# 1 1/8 inch fork on 1 inch bike....



## bing! (Jul 8, 2010)

Who knew! I love Klunkers.

fork with 1 1/8" steerer on an old school frame


----------



## Boy named SSue (Jan 7, 2004)

Good to be clear that this will work only with American standard 1" which is different than the headtubes on our old mountain bikes and road bikes. Pretty much cruisers and BMX only. If you don't want to fuss with finding a combination of mix and match headsets that will work, you can buy one from these guys (not me but he does post here from time to time).

Genuine Bicycle Produsts: Parts and Accesories.


----------



## 1 cog frog (Dec 21, 2004)

Or you could ream out the head tube to fit a standard 1 1/8" threadless headset like my LBS did for my Schwinn Klunker build.

frog


----------



## DeeEight (Jan 13, 2004)

Or do what Chris King does and braze the cups of a 1 1/8 headset to the outside of the head tube of a 1" headtube.


----------



## Call_me_Tom (May 26, 2008)

When did the 1-1/8" become the standard?


----------



## GrayJay (May 16, 2011)

DeeEight said:


> Or do what Chris King does and braze the cups of a 1 1/8 headset to the outside of the head tube of a 1" headtube.
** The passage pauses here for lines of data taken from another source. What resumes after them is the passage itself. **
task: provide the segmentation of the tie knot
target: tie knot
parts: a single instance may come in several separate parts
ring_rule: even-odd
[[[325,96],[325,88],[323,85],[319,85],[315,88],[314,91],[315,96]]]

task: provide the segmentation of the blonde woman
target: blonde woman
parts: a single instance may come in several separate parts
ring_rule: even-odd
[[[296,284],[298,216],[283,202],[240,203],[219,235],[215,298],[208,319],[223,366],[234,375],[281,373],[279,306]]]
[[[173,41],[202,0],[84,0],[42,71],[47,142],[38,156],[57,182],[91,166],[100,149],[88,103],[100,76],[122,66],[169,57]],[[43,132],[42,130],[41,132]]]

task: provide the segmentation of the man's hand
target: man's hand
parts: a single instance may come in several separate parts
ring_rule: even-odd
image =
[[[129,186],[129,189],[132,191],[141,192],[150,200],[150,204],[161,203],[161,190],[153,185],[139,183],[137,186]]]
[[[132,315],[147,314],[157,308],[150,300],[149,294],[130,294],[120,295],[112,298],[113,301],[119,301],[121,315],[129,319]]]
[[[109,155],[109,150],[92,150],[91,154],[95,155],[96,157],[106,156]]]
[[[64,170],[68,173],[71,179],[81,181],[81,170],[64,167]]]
Might work for steel cups on a steel frame, not so much for other materials. Difficulty would be getting the cups perfectly aligned prior to brazing in place. Subsequent headset replacements would be bit of a problem...

_Call_me_Tom

When did the 1-1/8" become the standard? 
_

Transition was gradually adopted during the early to mid-1990's, approx same timeframe as MTB went from quill stems to aheadset stems so there were very few 1-1/8" quills or 1" MTB aheadset stems.


----------